FTC Levies $22.5 Million Fine on Google for Privacy Violations
Google will pay a $22.5 million civil penalty to the Federal Trade Commission as settlement for charges related to tracking users of Apple's Safari browser. The fine is the largest ever imposed by the FTC for violation of one of its orders.
'A Clear Message'
FTC Chairman Jon Leibowitz said in a statement that the "record setting penalty in this matter sends a clear message to all companies under an FTC privacy order." He added that every company, "no matter how big or small," must abide by the FTC orders and their "privacy promises to consumers, or they will end up paying many times what it would have cost to comply in the first place."
The FTC had charged that Google installed an advertising tracking cookie on the computers of Safari users over several months in 2011 and 2012. The users had visited sites that employ Google's DoubleClick advertising network. Previously, Google's policy had been that those users could automatically opt out of this kind of tracking, through the use of default settings in the Safari browser.
The agency contended Google informed Safari users that, as long as they did not change the default "Do Not Track" setting in the browser, the cookies would not be installed. Google is also a member of an industry network group, called the Network Advertising Initiative, which requires its member to police themselves and to disclose their data collection and use policies.
October 2011 Settlement
The FTC order that the agency said was violated was its October 2011 settlement with Google, which extends for 20 years.
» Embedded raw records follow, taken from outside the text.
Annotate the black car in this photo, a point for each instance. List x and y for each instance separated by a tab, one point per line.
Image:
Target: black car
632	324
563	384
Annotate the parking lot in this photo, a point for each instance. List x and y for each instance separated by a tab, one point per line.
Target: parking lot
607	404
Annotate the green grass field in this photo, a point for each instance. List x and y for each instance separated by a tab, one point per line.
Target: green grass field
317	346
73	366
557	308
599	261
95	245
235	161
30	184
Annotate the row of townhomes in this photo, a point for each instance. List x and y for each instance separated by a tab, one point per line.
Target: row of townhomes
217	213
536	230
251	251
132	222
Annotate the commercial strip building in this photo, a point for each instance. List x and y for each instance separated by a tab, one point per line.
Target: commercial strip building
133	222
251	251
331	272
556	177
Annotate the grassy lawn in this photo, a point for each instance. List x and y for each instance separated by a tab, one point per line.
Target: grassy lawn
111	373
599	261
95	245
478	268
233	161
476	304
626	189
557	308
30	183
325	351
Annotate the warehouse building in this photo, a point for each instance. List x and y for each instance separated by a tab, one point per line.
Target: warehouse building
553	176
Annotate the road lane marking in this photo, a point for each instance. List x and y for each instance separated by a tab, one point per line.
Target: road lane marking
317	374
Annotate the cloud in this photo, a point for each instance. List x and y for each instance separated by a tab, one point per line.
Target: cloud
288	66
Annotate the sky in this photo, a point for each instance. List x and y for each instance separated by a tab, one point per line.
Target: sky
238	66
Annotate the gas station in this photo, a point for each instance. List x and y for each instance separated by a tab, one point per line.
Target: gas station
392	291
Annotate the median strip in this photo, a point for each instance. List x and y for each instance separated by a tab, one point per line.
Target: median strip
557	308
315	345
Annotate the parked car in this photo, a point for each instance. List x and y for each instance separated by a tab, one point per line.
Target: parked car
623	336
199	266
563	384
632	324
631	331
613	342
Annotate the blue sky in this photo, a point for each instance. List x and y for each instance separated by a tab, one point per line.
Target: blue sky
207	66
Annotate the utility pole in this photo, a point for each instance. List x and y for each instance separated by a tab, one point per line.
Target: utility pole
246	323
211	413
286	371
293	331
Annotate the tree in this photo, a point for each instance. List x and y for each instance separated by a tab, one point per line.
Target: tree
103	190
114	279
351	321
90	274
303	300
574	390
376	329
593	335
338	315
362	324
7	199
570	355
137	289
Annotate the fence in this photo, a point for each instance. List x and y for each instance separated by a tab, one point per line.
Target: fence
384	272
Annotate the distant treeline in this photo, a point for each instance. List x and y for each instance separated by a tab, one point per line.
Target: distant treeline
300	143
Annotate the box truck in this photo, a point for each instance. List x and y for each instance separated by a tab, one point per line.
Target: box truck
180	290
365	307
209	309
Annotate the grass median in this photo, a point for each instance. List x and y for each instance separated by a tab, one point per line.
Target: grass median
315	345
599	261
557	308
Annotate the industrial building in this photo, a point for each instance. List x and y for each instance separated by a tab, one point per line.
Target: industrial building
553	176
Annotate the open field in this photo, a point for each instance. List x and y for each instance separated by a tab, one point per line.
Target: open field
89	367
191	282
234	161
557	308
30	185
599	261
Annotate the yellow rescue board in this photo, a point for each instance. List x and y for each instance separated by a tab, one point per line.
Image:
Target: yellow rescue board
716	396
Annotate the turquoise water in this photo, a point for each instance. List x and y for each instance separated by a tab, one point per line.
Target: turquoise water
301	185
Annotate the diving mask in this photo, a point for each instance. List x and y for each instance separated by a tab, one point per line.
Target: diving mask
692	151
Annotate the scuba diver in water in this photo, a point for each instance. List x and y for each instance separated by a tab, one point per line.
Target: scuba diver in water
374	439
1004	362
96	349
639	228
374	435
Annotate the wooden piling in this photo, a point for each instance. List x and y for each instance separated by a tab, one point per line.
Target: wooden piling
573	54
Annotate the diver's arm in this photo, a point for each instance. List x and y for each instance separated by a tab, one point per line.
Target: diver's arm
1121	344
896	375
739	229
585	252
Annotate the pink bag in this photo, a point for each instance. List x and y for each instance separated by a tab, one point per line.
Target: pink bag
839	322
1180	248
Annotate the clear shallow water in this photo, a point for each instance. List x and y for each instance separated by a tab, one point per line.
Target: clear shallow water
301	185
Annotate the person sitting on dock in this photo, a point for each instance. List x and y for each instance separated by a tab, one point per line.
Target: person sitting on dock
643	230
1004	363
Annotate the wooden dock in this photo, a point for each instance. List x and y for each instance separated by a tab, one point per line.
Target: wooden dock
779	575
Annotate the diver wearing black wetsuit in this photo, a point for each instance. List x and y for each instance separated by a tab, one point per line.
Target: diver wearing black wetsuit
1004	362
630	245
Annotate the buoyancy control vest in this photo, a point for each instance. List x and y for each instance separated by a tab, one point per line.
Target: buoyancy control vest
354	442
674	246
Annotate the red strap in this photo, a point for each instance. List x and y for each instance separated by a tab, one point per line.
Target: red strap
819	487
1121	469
Its terms include provisions that prevent the technology company from misrepresenting the degree of control that consumers might have over their personal information. That settlement was primarily the result of charges that Google had used deceptive tactics and violated its own privacy promises in the launch of the now-defunct Buzz social network.
When set, Do Not Track is supposed to prevent cookies, or small tracking files, from being deposited on a user's computer by Web sites that have been visited. Tracking via cookies is widely used by advertising networks and some sites, in order to better accumulate data about the behavioral profiles of site visitors and to better target ads.
In February, The Wall Street Journal reported that Google was tracking Safari users who had selected Do Not Track, a fact which had originally been discovered by a researcher. The technology giant said it discontinued the practice after the Journal story appeared.
'Known Safari Functionality'
A Google Help page, which had said that Safari users could avoid tracking by utilizing Do Not Track, was taken down at about the same time. Google has said that the page was posted in 2009, before Apple modified the way Safari manages cookies.
According to the Journal, Google code had allowed it to avoid Safari's privacy setting by exploiting what the technology company has called "a known Safari functionality," in order to install cookies that aided in the display of ads with a +1 button. The +1 button, a tie-in to the Google+ social network, was designed to allow viewers to indicate they liked the ad by clicking the button. But clicking the button also allowed additional cookies to be installed, and thus wider tracking to occur.
Google has said that the +1 ads were intended to add value for users who were also logged in to the Google+ network. It also has contended that the depositing of additional cookies after the +1 button was clicked was a mistake, and that, at any rate, none of the cookies captured individually identifiable information.